WIP Rosencrantz/#153 media monitoring

alephdata / memorious

Lightweight web scraping toolkit for documents and structured data.

https://docs.alephdata.org/developers/memorious

MIT License

311 stars 59 forks source link

WIP Rosencrantz/#153 media monitoring #167

Closed Rosencrantz closed 3 years ago

Rosencrantz commented 3 years ago

VERY WIP. This is certainly not ready for merging yet, I may regret opening a pull request this early, but I wanted to raise awareness and garner feedback.

@pudo, @sunu I've made a start on adding the ability to parse articles using memorious and the newspaper3k library.

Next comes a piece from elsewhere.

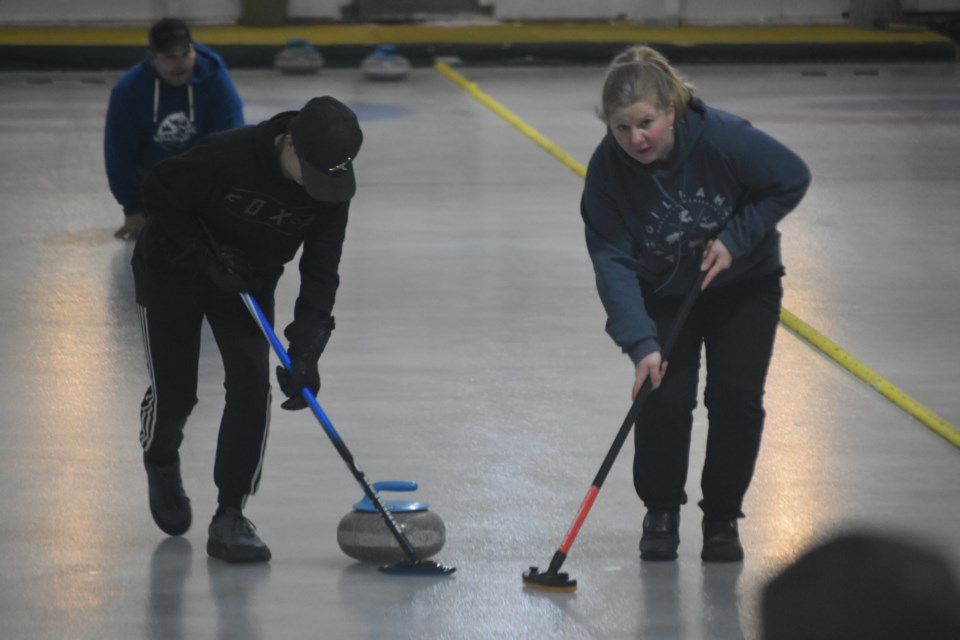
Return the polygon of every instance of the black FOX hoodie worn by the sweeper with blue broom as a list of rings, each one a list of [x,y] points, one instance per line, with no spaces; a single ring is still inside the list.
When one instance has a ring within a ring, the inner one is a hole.
[[[157,164],[144,181],[148,224],[136,247],[148,270],[199,277],[216,242],[239,250],[254,277],[279,277],[303,245],[292,342],[331,316],[350,207],[314,200],[283,176],[275,140],[295,115],[213,134]]]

So far, what these changes provide are:

And xpath rule that will evaluate to true in the event that the provided xpath finds a match in the document supplied
An article method (currently part of the parse.py instead of a separate module) which will use newspaper to extract content from a news article
A content section under parse inside the yml file that provides the ability to map fields extracted from newspaper to keys and which are then added to the data object
A new example yml file simple_article_scraper (based off simple_web_scraper_2) that makes use of the new article method

I've also added a small debugger into the dev setup (debugpy installed from worker.sh) that allows a bit of remote debugging.

Things I still want to do:

At the moment article makes a new request to the page in order to extract content. This probably should be refactored out, moving the initial Article request to fetch instead of parse perhaps?
There seem to be a couple of broken tests that need to be fixed up. related to document cloud, and something about a zip file
For some reason the ui doesn't work in dev. Looks to be related to gunicorn
Add documentation both into the code and into the docs
See how all this integrates into the ftm Article that @pudo has previously created
End to end testing

Addendum:

It's worth being mindful of the fact that the newspaper/newspaper3k library does not seem to have had any major updates in a while. Would be problematic to start relying on this only to find it holding future development back.

In my own fiddling with this problem (how to extract the useful information from an article and remove all the extra cruft) I've had it in my mind to attempt using ML. Record each page as an image and then train up something to handle information extraction. Would probably be able to handle a wider variety of news outlets without configuration with the downside being that it will not always get things right. Something to think about.

pudo commented 3 years ago

Thanks for keeping this going, very cool feature add. Some misc feedback:

I wonder if we should rename aleph_emit to aleph_document internally for clarity (we could still support aleph_emit as an alias in setup.py).
I'm not sure about the split of responsibilities between parse_article and aleph_entity: I feel parse_article should handle emitting properties that are assembled, and those just get pushed wholesale to the API in aleph_entity.
Regarding languages and countries: on the Aleph side, these are validated against followthemoney. Since memorious now also depends on that, we could very easily do a prelim normalisation/validation there and produce some good logging. I assume that's also what include_languages tries to deal with:

from followthmoney.types import registry

country_code = registry.country.clean('Russia')
lang_code = registry.language.clean('ru')

p.s. Regarding line breaks: would be awesome to set up black and adopt it's defaults for other linters (like flake8) as well :)

Rosencrantz commented 3 years ago

Possibly, although a document is an entity. I wonder whether something like aleph_ingest might work? Either way we'd need to deprecate if this is something that our users rely on in their own Aleph instances. Doubling up in the setup.py would be a good idea!

I'm still playing with parsing data. In the latest commit i've changed things around. Now you can specify a xpath to use to extract information from an article (or whatever type you want to parse). There is now a separate article.py file in the example folder that contains the parse and parse_article methods. Parse extracts content using newspaper3k. parse_article looks at the yaml file. If an xpath is defined for the property it will use it, otherwise it will default to using newspaper.

I did this because newspaper doesn't always succeed in extract all the data so I wanted to be able to manually configure it. As it stands setup could be used across multiple news sites and configured individually for each. It's also not restricted to articles. In theory I think you could parse the data into any Aleph type, you'd simply need to create a file that defines the schema and puts data into the appropriate field.

I've added an aleph_entity method to aleph.py and abstracted some of the common code into a separate method.

Rosencrantz commented 3 years ago

Small update. You can now create arbitrary entities via aleph_entity. At the moment you need to specify a schema in the yaml file along with the properties which take xpath values for their information. That data is then pushed into aleph using write_entities.